There are other ways to generate color images; the most popular is the LRGB technique, described in the following sections.

 

LRGB Imaging

In LRGB imaging, a Luminance (L) frame is added to the standard RGB mix. The Luminance fully or partially replaces the luminance information from the filtered images. Often the Luminance image is taken with a longer exposure. The RGB images are sometimes binned to allow shorter exposures with higher sensitivity.

Since the human eye has lower resolution in color than in luminance, the difference between binned and non-binned RGB components in the final image is generally not discernable.

The big advantage to LRGB is exposure time. You can spend most of the imaging time capturing high-resolution, high-sensitivity Luminance frames. This can greatly reduce the time required to achieve a given signal-to-noise ratio for an object.

There are some disadvantages to LRGB. If you are imaging low in the sky, atmospheric dispersion will degrade the Luminance frame more than the RGB frames. With simple RGB you can just tweak the alignment of the three frames to reduce the effects of dispersion. Also there may be a modest shift in the color balance of the final image. Generally speaking, though, the advantages of LRGB far outweigh the disadvantages.

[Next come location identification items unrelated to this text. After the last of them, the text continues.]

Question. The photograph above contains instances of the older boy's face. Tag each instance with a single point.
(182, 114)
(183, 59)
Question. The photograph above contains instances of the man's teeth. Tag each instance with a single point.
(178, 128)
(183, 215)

MaxIm DL supports automated LRGB imaging via Autosave Sequences. You can configure different exposure and binning settings for the various filters. Once you have acquired the raw frames, the Stack command can automatically calibrate, align, stack, rescale the binned exposures, and create the color composite. This level of automation makes it very easy to create LRGB images.

 

CMY Imaging

An alternative technique that has been promoted in recent years is the use of Cyan, Yellow, and Magenta filters. The advantages quoted include wider bandwidth resulting in more light and therefore higher signal-to-noise ratio.

Unfortunately there are several problems with CMY filters. To build a usable RGB image from the CMY set, the images have to be added and subtracted from each other. Since the noise in the three channels is uncorrelated, the resulting noise in each R, G, and B channel is larger than that in the CMY channels. As a result, the improvement in SNR is extremely tiny, and is not worth the extra effort required.

CMY filters have additional complications. Attaining an accurate color balance with a subtractive system in the presence of the varying sensitivity of the camera across the band is a difficult proposition. Also atmospheric dispersion effects will be worse with the wider filters. As a result, although MaxIm DL supports CMY imaging, it is not recommended in practice.